Do you have information on the incidence of gestational diabetes in this cohort, or in this region?
If I understood the recruitment strategy well, there was ‘only’ one point measurement in each pregnant volunteer, and no longitudinal data in the same case ? As you have collected data in the first, second and third trimester, is there any effect of the trimester on the outcomes of interest ?
Line 87: perhaps ‘if hey subsequently had not delivered a live, singleton baby to make it clear that this info only because afterwards available ?
Was salt intake also associated with gestational age at delivery, or type of delivery (table 1 suggest that this is not the case, but please confirm)
As this is relevant to the outcomes, how has the duration of gestational age been documented (early ultrasound, last menstrual period, or clinical ?)
3.2
Your ‘incidence’ of LBW or SGA is lower that expected (10%). Could this reflect bias, or how do the authors assess these results in light of the research question involved.
Line 253: ‘strong’ is in my opinion overinterpretation.
In the IRB statement, I miss the individual volunteers informed consent aspect. Please add.
Author Response
Thank you for your valuable feedback on our manuscript. Please see the attachment.
Author Response File: Author Response.pdf
Reviewer 3 Report
Comments and Suggestions for AuthorsThis study about the association of maternal salt intake with Low Birth Weight and Small for Gestational Age children is interesting because it highlights the connection between maternal diet during pregnancy and infant weight.
The article is well written, complete in its different sections and would benefit only from few corrections:
1. The title could be modified as follows: “Association of Maternal Salt Intake with Low Birth Weight and Small for Gestational Age Newborns: a Large Cohort study”.
2. The introduction section is adequately written, providing essential information to the readers.
3. The material and methods section is well written, ordered in key sections.

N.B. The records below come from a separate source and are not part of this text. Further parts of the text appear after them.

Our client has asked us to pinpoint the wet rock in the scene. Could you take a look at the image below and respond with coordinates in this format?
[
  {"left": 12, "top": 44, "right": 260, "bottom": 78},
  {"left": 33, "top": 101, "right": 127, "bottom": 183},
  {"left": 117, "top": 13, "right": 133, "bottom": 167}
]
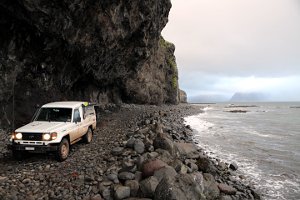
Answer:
[
  {"left": 114, "top": 185, "right": 130, "bottom": 200},
  {"left": 154, "top": 166, "right": 177, "bottom": 182},
  {"left": 91, "top": 194, "right": 103, "bottom": 200},
  {"left": 111, "top": 147, "right": 124, "bottom": 156},
  {"left": 203, "top": 173, "right": 220, "bottom": 199},
  {"left": 218, "top": 183, "right": 237, "bottom": 195},
  {"left": 154, "top": 174, "right": 205, "bottom": 200},
  {"left": 134, "top": 139, "right": 145, "bottom": 154},
  {"left": 118, "top": 172, "right": 135, "bottom": 181},
  {"left": 107, "top": 174, "right": 119, "bottom": 183},
  {"left": 0, "top": 176, "right": 8, "bottom": 183},
  {"left": 142, "top": 159, "right": 167, "bottom": 177},
  {"left": 125, "top": 180, "right": 140, "bottom": 197},
  {"left": 153, "top": 134, "right": 175, "bottom": 155},
  {"left": 126, "top": 138, "right": 135, "bottom": 148},
  {"left": 196, "top": 155, "right": 217, "bottom": 174},
  {"left": 140, "top": 176, "right": 159, "bottom": 198},
  {"left": 175, "top": 142, "right": 199, "bottom": 159},
  {"left": 229, "top": 162, "right": 238, "bottom": 171}
]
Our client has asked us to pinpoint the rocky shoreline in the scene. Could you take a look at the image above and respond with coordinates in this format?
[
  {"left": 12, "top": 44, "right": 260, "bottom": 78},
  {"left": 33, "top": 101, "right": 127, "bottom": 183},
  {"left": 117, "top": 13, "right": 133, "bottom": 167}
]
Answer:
[{"left": 0, "top": 104, "right": 261, "bottom": 200}]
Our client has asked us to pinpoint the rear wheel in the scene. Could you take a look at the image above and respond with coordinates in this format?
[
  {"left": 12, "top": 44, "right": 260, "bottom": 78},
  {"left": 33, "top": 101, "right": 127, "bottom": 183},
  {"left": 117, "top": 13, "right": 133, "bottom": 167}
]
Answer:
[
  {"left": 56, "top": 138, "right": 70, "bottom": 162},
  {"left": 83, "top": 128, "right": 93, "bottom": 144}
]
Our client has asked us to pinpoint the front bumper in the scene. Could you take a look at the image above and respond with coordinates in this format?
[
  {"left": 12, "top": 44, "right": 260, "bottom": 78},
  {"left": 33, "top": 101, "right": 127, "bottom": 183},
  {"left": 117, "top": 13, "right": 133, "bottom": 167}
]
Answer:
[{"left": 8, "top": 143, "right": 58, "bottom": 153}]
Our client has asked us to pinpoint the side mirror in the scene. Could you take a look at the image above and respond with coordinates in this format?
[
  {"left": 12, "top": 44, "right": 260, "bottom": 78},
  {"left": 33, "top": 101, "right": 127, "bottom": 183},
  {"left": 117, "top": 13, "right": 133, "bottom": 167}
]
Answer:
[{"left": 74, "top": 117, "right": 81, "bottom": 124}]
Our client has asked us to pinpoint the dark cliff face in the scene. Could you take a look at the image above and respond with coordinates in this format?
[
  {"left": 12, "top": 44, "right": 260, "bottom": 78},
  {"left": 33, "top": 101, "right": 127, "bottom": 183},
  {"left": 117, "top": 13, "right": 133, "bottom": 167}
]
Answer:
[{"left": 0, "top": 0, "right": 178, "bottom": 127}]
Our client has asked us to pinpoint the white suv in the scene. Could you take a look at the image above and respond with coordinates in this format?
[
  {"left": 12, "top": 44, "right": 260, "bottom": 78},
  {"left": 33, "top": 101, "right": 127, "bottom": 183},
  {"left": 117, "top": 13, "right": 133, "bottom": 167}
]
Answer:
[{"left": 11, "top": 101, "right": 96, "bottom": 161}]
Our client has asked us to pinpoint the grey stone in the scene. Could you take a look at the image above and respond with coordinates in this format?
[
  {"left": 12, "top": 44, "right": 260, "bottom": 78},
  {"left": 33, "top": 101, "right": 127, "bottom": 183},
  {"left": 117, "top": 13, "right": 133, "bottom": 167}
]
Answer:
[
  {"left": 203, "top": 173, "right": 220, "bottom": 199},
  {"left": 91, "top": 194, "right": 103, "bottom": 200},
  {"left": 111, "top": 147, "right": 124, "bottom": 156},
  {"left": 154, "top": 166, "right": 177, "bottom": 182},
  {"left": 229, "top": 162, "right": 238, "bottom": 171},
  {"left": 218, "top": 183, "right": 237, "bottom": 195},
  {"left": 126, "top": 138, "right": 135, "bottom": 148},
  {"left": 107, "top": 174, "right": 119, "bottom": 183},
  {"left": 125, "top": 180, "right": 140, "bottom": 197},
  {"left": 114, "top": 185, "right": 130, "bottom": 200},
  {"left": 140, "top": 176, "right": 159, "bottom": 198},
  {"left": 154, "top": 174, "right": 205, "bottom": 200},
  {"left": 118, "top": 172, "right": 135, "bottom": 181},
  {"left": 153, "top": 133, "right": 176, "bottom": 155},
  {"left": 134, "top": 139, "right": 145, "bottom": 154},
  {"left": 142, "top": 159, "right": 167, "bottom": 177}
]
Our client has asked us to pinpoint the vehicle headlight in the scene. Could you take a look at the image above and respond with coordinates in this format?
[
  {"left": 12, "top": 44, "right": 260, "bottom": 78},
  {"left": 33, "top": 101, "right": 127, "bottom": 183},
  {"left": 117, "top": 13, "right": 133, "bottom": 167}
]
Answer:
[
  {"left": 15, "top": 133, "right": 23, "bottom": 140},
  {"left": 43, "top": 133, "right": 51, "bottom": 140},
  {"left": 51, "top": 132, "right": 57, "bottom": 140}
]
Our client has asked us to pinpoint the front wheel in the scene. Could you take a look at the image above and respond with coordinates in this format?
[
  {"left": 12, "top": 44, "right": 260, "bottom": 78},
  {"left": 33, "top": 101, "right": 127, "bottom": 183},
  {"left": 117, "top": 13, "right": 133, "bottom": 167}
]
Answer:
[
  {"left": 56, "top": 138, "right": 70, "bottom": 162},
  {"left": 12, "top": 150, "right": 27, "bottom": 160},
  {"left": 83, "top": 128, "right": 93, "bottom": 144}
]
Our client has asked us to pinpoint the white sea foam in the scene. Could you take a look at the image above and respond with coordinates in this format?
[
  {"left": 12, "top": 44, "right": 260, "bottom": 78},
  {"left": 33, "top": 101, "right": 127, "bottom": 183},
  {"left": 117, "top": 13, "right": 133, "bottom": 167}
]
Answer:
[{"left": 185, "top": 109, "right": 300, "bottom": 200}]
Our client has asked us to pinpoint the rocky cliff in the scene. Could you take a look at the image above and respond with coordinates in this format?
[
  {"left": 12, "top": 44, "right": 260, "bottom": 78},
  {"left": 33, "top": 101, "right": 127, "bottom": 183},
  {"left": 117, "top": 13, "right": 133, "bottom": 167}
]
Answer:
[{"left": 0, "top": 0, "right": 178, "bottom": 127}]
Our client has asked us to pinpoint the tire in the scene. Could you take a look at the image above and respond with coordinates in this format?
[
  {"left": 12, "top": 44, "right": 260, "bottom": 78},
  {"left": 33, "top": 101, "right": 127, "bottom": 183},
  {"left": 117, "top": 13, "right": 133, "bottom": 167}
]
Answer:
[
  {"left": 12, "top": 150, "right": 27, "bottom": 160},
  {"left": 56, "top": 138, "right": 70, "bottom": 162},
  {"left": 83, "top": 127, "right": 93, "bottom": 144}
]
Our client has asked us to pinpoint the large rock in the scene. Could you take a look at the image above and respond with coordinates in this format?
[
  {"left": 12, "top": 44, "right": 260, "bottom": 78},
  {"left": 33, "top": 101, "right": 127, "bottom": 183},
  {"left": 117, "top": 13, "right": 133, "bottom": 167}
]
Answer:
[
  {"left": 175, "top": 142, "right": 199, "bottom": 159},
  {"left": 154, "top": 166, "right": 177, "bottom": 182},
  {"left": 218, "top": 183, "right": 237, "bottom": 195},
  {"left": 196, "top": 155, "right": 218, "bottom": 175},
  {"left": 125, "top": 180, "right": 140, "bottom": 197},
  {"left": 142, "top": 159, "right": 167, "bottom": 177},
  {"left": 179, "top": 90, "right": 187, "bottom": 103},
  {"left": 134, "top": 139, "right": 145, "bottom": 154},
  {"left": 0, "top": 0, "right": 179, "bottom": 127},
  {"left": 114, "top": 185, "right": 130, "bottom": 200},
  {"left": 140, "top": 176, "right": 159, "bottom": 198},
  {"left": 154, "top": 174, "right": 205, "bottom": 200},
  {"left": 203, "top": 173, "right": 220, "bottom": 200},
  {"left": 118, "top": 172, "right": 135, "bottom": 181},
  {"left": 153, "top": 133, "right": 176, "bottom": 155}
]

4. The results section is well articulated. Anyway, Authors should add numbers and p-values related to the sentence “Participants with higher salt intake were more likely to come from the 176 northern regions, have lower education and income, eating at home, and have higher in-177 takes of fruit and vegetables”. Maybe it could be useful to add a Table as supplementary material, for example.
5. The discussion section is well written and argued.
6. Tables and graphics are clear and prompt.
Author Response
Thank you very much for affirming our research. We have carefully addressed each of your comments in detail. Please see the attachment.
Author Response File: Author Response.pdf
Round 2
Reviewer 2 Report
Comments and Suggestions for Authorsthe comments and concerns have been addressed, nothing to add
Author Response
Thank you for your review and feedback!